P2P’s Increased Use By Consumers and Businesses
In March 2019, a report conducted by Zelle, (a bank-owned P2P platform), revealed that more than 50% of new users to the platform were 45 years of age and older. Use of P2P payments are also witnessing a sudden surge due to “food insecurity” and unemployment. The use of these payments is particularly seeing a steady rise between family members.
The dramatic growth of peer-to-peer (P2P) payment apps like Venmo, Zelle, and Square Cash has made its way into the business arena as well. In a 2019 Small Business Survey carried out by TD Bank, America’s Most Convenient Bank®, it was found that 23% of small businesses were already utilizing P2P for collecting payments.

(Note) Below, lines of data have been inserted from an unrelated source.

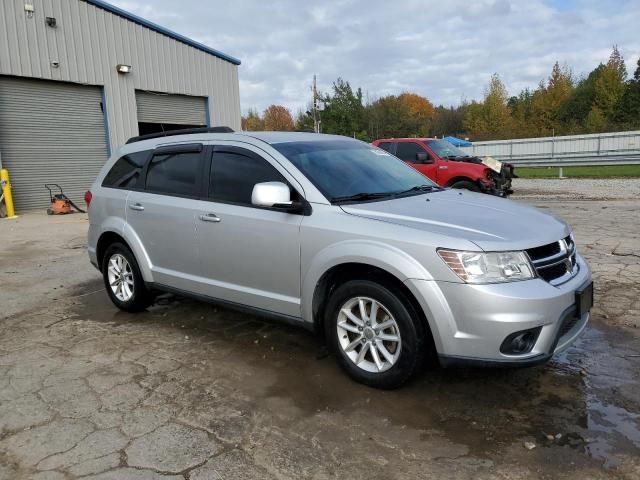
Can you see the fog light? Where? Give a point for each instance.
(519, 343)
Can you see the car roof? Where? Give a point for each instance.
(422, 139)
(272, 138)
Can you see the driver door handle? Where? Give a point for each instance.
(210, 217)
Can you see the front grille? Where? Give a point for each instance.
(555, 262)
(567, 326)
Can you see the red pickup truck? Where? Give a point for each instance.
(449, 166)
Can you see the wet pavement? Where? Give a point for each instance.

Furthermore, it was estimated that P2P payments to U.S. businesses will top $74 billion by the year 2021.
Although P2P payments seem to be an integral way that consumers are now transacting with businesses, when it comes to business use, adopting this form of payment is not so straightforward.
For one thing, the top P2P payment apps are not configured for or even “officially approved” for business use. P2P payments were originally designed to support payments among individuals who know and trust each other, like friends and family. As a result, these payment apps are simply not equipped to offer the protections enjoyed by credit card holders.

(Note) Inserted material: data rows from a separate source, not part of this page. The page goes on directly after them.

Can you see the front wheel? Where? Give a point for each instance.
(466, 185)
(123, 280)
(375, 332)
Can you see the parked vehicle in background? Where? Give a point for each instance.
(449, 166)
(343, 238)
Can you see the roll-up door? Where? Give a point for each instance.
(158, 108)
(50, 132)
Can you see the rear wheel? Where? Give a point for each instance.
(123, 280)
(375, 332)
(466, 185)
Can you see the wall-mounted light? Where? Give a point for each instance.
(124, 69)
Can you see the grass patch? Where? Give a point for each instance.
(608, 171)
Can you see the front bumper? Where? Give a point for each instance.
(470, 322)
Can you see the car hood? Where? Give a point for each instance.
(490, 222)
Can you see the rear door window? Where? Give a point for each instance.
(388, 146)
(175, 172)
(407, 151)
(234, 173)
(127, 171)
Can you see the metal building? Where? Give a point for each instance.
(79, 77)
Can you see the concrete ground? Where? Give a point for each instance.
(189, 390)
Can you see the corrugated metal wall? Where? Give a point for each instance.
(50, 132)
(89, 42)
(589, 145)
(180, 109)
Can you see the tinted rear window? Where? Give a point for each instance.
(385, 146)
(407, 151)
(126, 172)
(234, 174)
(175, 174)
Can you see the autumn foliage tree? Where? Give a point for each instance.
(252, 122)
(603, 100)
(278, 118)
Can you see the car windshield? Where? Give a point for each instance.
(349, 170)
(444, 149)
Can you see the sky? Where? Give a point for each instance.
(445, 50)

Since the world of banking is highly regulated, there are different rules that apply for businesses and individuals. These regulations determine how the payments are to be dispersed, protected, and tracked.
If businesses find that their customers prefer to pay using P2P apps, it’s important to get familiarized with its business payment rules and requirements. Some small businesses use their personal bank accounts for their business payments in order to abide by the requirements set by certain P2P apps, like Zelle.
Not only are there transaction fees to be fully aware of, but then there is the added dilemma of how you can incorporate these types of payments into your current accounting system. When customers typically pay by credit card or a check, there are tracking mechanisms associated with that payment that can be applied to your accounting system. The P2P payment apps tend to avoid the accounting system entirely.
Moreover, forget about refunds. Payments can’t be reversed once submitted.
Although adopting a P2P app solution would greatly benefit a business, it is important that business owners take the time to familiarize themselves with the constraints of each solution as well as its terms and conditions.